Das Floß von 'Visionerski Transport' im Kunstraum (Foto: Paul Ziolkowski)

Das Floß von "Visionerski Transport"

"Visionarski Transport", das sind ein halbes Dutzend junger Künstler aus Deutschland und Serbien, Schriftsteller, Botaniker, Umweltforscher, Fotografen, Zuhörer und Geschichtenerzähler, die 2008 mit einem selbstgebauten Floß von Bosnien über Kroatien bis nach Belgrad in Serbien gefahren sind, um Land und Leute kennen zu lernen. Fünf Wochen waren sie unterwegs, haben angehalten, wo sie nette Menschen getroffen haben, die ihnen interessante Geschichten erzählten. "Das Land lernt man vielleicht nur in Ausschnitten kennen, aber Leute auf jeden Fall sehr viele und sehr intensiv", meint Nora Wicke, die dabei war auf dieser fünfhundert Kilometer langen Reise auf den Flüssen Vrbas und Save und ihre Eindrücke nun in ihrem Debütroman verarbeitet. "Die Begegnungen mit den Menschen da waren eigentlich die stärksten Eindrücke überhaupt. Und viele Teile meines Romans spielen jetzt auch in Bosnien und Serbien." Im Kunstraum D21 liest sie nun aus ihrem Werk.
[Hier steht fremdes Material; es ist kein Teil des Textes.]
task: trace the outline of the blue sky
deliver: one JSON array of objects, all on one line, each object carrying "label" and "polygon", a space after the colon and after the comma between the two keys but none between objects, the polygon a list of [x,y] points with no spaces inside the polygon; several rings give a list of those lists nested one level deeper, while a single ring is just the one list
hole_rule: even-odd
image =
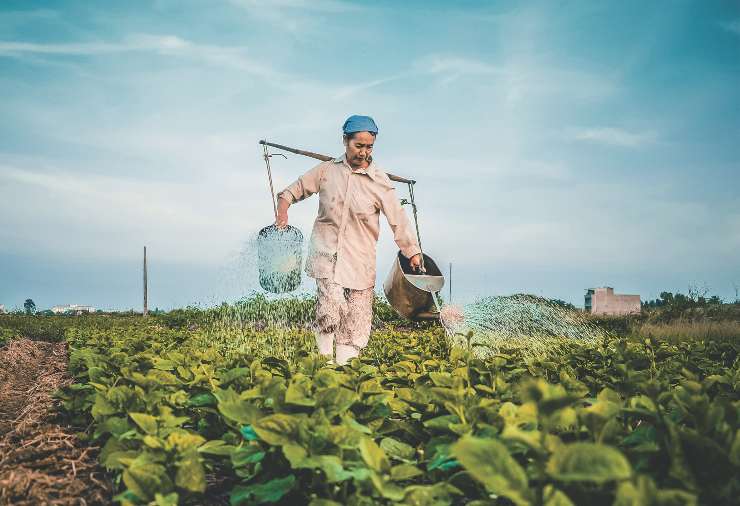
[{"label": "blue sky", "polygon": [[[257,141],[339,154],[355,113],[458,300],[734,299],[739,89],[729,1],[5,0],[0,304],[138,307],[144,245],[152,306],[249,293]],[[394,251],[384,225],[380,279]]]}]

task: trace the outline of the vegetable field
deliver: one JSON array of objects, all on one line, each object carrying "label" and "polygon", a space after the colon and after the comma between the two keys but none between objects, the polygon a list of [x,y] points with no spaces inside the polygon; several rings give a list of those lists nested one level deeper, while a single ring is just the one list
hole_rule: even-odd
[{"label": "vegetable field", "polygon": [[340,367],[303,325],[79,318],[58,409],[125,505],[738,504],[737,340],[478,359],[376,323]]}]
Suche nach europäischer Identität

Ebenfalls mit von der Flusspartie war Franziska Wicke, die seit dieser Reise vor gut zwei Jahren sogar in der serbischen Hauptstadt Belgrad lebt und das Gastland Serbien mittlerweile ganz gut kennen gelernt hat. "Das Land war lange isoliert in Europa und viele Menschen da haben das als Ungerechtigkeit empfunden." Wirtschaftlich hat sich das kleine Land bis heute nicht von den Kriegen des vergangenen Jahrzehnts erholt, und vor allem die jungen Menschen leiden darunter. "Viele suchen bis heute nach einer Identität und meinen, dass es so nicht weitergehen kann", berichtet die Künstlerin.

20 Jahre "Leipzig liest"

Buchstand 'Junge Literatur' in der Moritzbastei (Foto: Ronny Arnold)

Bücher stehen derzeit in Leipzig im Mittelpunkt

Die Lesung und Performance von "Visionerski Transport" ist nur eine von über 2000 Veranstaltungen an mehr als 300 Leseorten in der gesamten Leipziger Innenstadt. Sie alle gehören zum beliebten Lesefest "Leipzig liest", das in diesem Jahr zum 20. Mal parallel zur Messe stattfindet. Für Claudius Nießen, den Geschäftsführer des Deutschen Literaturinstituts in Leipzig, ist dieser Lesemarathon eine einmalige Erfolgsgeschichte. "Es ist ein unbedingtes Alleinstellungsmerkmal für die Leipziger Buchmesse und das wirkt sogar wirtschaftlich weit in die Region hinein", schwärmt der Mann, der auch die "Lange Leipziger Lesenacht" organisiert, bei der über 50 junge Autoren gut vier Stunden lang im Studentenkeller Moritzbastei ihre neuesten Werke vorstellen. Gelesen wird auf vier verschiedenen Bühnen, über 1000 Besucher drängeln sich dafür immer wieder durch die Kellergänge der alten Moritzbastei. Seit mittlerweile sechs Jahren ist die "Lange Leipziger Lesenacht" ein Erfolgsgarant und wichtiger Bestandteil von "Leipzig liest".